Jimmy echoed some of that sentiment back home.
“It was, ‘I’ve got to write. I’m a writer. I’m not an actor. What am I doing? I’ve got to write,” Kevin recalls.
Jimmy was ready to quit, but Rosemary energetically reminded him that he could not just give the money back because it was gone. He then noticed something that had not been in the script until a week before shooting began. Friedkin had added a high-speed car chase extending under the elevated subway trucks on McDonald Avenue in Brooklyn.
Here was something Friedkin could not just shrug away, as he had when Breslin sought to get out of his contract by saying he was a writer not an actor.
“He was also not a driver,” Kevin said.

James affirmed, “Popeye Doyle had to drive a car… My father never set foot behind the wheel of a car in his life.”
James added, “Nobody would have thought to ask him.
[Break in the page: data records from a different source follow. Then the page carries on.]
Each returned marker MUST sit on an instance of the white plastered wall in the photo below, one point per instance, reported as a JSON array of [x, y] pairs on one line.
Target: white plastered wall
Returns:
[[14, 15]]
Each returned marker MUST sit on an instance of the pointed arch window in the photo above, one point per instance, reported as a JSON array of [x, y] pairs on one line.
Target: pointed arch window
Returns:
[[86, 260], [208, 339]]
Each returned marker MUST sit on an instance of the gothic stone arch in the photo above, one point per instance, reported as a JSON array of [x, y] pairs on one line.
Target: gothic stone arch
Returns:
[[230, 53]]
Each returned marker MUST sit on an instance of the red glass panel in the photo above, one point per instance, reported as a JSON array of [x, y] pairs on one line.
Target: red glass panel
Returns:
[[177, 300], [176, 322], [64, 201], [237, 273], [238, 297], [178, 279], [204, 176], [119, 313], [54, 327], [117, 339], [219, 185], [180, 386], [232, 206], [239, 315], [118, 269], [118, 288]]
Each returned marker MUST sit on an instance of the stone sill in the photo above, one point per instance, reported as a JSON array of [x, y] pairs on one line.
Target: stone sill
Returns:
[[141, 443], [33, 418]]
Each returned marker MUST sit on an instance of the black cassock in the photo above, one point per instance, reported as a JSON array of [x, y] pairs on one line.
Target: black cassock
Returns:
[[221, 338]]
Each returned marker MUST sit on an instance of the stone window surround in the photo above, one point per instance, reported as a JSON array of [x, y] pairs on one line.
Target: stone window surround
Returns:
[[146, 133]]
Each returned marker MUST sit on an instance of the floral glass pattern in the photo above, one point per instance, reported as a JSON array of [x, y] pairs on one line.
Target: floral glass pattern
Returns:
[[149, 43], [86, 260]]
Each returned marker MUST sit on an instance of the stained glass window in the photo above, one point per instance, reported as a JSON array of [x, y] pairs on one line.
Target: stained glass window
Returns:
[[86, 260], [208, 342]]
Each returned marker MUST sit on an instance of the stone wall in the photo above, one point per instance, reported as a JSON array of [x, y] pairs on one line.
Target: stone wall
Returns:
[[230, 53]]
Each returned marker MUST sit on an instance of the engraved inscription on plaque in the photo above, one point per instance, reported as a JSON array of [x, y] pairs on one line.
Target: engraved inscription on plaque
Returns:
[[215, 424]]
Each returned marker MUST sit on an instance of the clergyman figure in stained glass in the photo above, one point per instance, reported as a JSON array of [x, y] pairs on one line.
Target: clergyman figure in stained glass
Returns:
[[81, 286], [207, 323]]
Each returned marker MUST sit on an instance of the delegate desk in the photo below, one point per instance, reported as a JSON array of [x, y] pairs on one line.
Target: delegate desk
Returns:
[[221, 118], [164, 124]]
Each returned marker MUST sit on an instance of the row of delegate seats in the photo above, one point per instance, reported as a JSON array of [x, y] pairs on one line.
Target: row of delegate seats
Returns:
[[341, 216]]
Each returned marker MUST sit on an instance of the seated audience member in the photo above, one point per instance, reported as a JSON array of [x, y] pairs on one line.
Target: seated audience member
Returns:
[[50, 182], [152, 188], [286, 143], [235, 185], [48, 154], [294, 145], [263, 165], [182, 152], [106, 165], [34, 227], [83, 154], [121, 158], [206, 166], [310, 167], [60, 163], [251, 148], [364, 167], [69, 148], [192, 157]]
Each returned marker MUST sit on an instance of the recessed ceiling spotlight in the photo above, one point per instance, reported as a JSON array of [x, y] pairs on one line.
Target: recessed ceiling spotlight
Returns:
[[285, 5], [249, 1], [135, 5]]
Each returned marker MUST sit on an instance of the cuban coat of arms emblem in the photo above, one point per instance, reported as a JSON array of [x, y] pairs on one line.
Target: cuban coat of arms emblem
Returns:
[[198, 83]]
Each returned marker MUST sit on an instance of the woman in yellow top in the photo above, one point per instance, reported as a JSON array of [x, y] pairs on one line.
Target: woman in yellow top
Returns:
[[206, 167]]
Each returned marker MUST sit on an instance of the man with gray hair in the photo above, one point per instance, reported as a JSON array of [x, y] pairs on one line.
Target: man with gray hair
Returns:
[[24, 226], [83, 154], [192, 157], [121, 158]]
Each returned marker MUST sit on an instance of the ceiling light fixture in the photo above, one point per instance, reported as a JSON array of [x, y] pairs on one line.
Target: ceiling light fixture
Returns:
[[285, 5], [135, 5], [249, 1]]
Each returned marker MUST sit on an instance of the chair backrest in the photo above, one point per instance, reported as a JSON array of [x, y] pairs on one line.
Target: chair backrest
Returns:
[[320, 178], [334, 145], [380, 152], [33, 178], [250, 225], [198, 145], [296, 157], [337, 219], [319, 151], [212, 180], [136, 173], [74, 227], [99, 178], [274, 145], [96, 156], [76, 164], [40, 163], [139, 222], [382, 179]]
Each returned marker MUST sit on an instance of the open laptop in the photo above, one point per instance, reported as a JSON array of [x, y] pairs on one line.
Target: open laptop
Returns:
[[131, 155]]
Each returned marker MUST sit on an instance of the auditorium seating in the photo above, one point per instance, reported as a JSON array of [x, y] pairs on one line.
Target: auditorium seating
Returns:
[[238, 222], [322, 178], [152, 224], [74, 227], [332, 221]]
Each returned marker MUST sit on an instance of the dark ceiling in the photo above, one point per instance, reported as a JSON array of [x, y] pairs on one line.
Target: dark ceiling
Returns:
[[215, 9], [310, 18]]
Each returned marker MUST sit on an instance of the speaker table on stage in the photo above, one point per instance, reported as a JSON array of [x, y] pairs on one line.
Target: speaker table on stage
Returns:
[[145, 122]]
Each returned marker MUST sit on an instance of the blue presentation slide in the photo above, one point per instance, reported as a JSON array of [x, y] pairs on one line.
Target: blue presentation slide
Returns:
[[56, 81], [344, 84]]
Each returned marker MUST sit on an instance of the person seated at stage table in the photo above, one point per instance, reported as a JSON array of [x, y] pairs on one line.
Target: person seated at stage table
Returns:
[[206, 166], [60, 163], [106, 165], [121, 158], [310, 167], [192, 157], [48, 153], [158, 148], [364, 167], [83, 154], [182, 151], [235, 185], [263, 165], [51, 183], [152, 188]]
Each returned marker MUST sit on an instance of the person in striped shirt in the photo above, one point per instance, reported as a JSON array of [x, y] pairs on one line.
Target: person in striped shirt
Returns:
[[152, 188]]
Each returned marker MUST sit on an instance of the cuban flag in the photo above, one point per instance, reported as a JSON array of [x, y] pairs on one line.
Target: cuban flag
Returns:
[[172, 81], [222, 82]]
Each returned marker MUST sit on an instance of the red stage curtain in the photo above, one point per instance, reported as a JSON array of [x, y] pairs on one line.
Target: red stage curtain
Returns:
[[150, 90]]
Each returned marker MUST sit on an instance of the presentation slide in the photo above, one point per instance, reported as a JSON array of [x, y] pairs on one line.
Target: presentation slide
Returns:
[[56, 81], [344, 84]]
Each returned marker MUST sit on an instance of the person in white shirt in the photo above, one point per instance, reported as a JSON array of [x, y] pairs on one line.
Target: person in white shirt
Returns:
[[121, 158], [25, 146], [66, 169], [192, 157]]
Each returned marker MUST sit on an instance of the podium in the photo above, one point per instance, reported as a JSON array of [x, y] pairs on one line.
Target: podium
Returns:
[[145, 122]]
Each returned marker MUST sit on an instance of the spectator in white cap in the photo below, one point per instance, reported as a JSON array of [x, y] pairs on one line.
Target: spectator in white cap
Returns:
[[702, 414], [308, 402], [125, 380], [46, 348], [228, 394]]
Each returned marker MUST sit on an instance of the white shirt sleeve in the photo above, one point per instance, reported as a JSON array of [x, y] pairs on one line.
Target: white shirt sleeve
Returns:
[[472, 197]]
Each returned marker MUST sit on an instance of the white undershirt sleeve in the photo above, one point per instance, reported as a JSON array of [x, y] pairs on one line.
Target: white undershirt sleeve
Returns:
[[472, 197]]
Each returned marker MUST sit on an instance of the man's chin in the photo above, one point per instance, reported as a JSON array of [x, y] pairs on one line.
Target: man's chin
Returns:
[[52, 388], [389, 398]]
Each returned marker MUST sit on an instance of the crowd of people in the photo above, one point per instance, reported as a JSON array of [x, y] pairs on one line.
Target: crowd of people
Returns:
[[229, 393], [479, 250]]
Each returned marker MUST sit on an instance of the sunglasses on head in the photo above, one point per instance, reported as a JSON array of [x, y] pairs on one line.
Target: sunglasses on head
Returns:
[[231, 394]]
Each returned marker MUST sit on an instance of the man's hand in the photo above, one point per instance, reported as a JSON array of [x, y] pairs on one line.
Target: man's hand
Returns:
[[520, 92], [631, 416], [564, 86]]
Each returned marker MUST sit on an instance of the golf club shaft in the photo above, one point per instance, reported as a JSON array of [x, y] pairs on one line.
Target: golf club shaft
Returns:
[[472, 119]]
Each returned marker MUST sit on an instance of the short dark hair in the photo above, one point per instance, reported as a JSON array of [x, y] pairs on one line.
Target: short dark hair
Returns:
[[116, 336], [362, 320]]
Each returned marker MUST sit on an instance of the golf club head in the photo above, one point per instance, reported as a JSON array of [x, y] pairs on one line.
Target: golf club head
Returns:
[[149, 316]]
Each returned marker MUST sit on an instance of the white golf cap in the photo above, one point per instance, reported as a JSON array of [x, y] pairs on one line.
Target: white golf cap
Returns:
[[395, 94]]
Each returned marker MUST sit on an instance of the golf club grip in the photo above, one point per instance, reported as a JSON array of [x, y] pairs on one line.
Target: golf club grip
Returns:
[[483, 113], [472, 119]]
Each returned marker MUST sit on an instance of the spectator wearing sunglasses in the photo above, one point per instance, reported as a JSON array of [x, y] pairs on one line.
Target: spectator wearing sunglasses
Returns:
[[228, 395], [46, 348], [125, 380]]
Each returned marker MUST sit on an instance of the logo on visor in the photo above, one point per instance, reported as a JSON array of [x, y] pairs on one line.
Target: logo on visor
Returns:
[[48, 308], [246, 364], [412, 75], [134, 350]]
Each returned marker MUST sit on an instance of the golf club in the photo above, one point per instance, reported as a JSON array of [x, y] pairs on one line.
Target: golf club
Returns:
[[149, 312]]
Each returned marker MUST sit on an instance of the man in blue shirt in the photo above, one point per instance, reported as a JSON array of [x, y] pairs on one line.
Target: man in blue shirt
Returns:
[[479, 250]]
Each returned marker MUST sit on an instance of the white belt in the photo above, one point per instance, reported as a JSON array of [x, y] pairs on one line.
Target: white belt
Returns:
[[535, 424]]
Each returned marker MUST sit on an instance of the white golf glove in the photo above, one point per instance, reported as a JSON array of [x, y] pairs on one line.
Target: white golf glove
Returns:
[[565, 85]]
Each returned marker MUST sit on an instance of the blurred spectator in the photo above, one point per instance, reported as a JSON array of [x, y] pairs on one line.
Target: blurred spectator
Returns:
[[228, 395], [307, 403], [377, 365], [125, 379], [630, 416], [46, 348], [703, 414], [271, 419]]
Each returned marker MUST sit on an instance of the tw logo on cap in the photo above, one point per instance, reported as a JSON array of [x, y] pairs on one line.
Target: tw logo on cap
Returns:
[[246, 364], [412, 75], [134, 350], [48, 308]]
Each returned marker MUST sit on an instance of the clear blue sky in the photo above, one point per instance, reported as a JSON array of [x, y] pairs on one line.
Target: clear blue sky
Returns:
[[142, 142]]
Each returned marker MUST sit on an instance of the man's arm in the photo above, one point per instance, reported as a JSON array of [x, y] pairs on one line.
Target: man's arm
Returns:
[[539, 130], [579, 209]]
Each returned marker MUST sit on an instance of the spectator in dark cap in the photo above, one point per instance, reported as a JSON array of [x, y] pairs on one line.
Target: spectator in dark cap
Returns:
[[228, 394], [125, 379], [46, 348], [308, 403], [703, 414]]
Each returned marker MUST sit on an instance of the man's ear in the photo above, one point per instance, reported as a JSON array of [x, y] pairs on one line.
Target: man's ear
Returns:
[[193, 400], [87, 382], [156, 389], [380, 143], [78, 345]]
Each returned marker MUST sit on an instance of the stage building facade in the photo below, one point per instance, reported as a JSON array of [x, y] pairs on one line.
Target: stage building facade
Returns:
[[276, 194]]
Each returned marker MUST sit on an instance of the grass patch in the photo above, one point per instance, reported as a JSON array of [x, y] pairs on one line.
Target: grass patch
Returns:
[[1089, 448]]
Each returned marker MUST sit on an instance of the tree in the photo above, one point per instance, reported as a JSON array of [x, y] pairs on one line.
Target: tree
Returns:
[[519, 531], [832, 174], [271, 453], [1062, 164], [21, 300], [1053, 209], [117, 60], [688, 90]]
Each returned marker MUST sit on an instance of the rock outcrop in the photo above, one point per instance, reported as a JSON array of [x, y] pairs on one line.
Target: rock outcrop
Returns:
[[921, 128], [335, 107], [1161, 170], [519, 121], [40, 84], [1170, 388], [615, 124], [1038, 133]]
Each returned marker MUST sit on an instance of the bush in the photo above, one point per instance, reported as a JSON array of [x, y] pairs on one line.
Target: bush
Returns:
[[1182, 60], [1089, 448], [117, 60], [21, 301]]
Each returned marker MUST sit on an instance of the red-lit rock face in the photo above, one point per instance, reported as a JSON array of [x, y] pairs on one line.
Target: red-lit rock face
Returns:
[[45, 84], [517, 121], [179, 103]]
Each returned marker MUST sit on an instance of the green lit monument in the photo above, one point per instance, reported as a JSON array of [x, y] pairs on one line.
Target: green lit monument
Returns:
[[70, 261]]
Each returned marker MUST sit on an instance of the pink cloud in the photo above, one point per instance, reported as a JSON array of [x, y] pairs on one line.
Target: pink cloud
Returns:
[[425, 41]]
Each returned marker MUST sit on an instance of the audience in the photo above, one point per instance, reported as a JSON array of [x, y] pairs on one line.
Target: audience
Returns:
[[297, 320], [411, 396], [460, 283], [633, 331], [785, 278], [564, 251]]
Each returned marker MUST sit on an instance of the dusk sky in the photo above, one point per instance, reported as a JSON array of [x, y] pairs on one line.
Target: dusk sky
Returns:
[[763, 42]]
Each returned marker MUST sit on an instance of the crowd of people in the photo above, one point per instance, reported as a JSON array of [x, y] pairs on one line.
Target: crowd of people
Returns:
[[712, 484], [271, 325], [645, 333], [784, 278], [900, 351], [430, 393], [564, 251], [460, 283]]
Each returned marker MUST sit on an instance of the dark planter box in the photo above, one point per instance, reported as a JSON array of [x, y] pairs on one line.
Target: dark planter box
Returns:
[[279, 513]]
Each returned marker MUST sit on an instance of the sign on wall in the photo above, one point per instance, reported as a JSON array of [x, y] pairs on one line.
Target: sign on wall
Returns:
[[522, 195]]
You assume people f---ing drive, right?”
Jimmy was out. Hackman got the part, which included the harrowing car chase. He was most definitely an actor.
After Hackman received that year’s Academy Award for best actor in a leading role, the phone rang in the Breslin house. Friedkin was calling.
“It was Billy,” Kevin remembered. “He goes, ‘Jimmy, that was your Academy Award. That was your Oscar.’ I think my father said to him, ‘Billy, I’m a writer.’”
Jimmy got the Pulitzer Prize for commentary in 1986. He died in 2017, leaving one unresolved issue from his nano-career as a movie actor.
“I don’t think he gave back the money,” Kevin reported.
Hackman had proceeded from The French Connection to numerous other roles, winning an Oscar In 1992 for best supporting actor in Unforgiven. He gave his all to every role until he retired in 2004. He was found dead along with his wife and a dog in his New Mexico home on Wednesday. The cause of death was still being investigated on Thursday.

What is certain is that Hackman, like Breslin, will be remembered as one of the immortals of their chosen calling.
“What a fantastic actor,” James said. “He seemed like somebody from another period of time in life when it was a little more focused and simplified.”
James then spoke of Hackman as his father might have written.
“He certainly was worth going to the movies for,” James said. “I’ll put it that way.”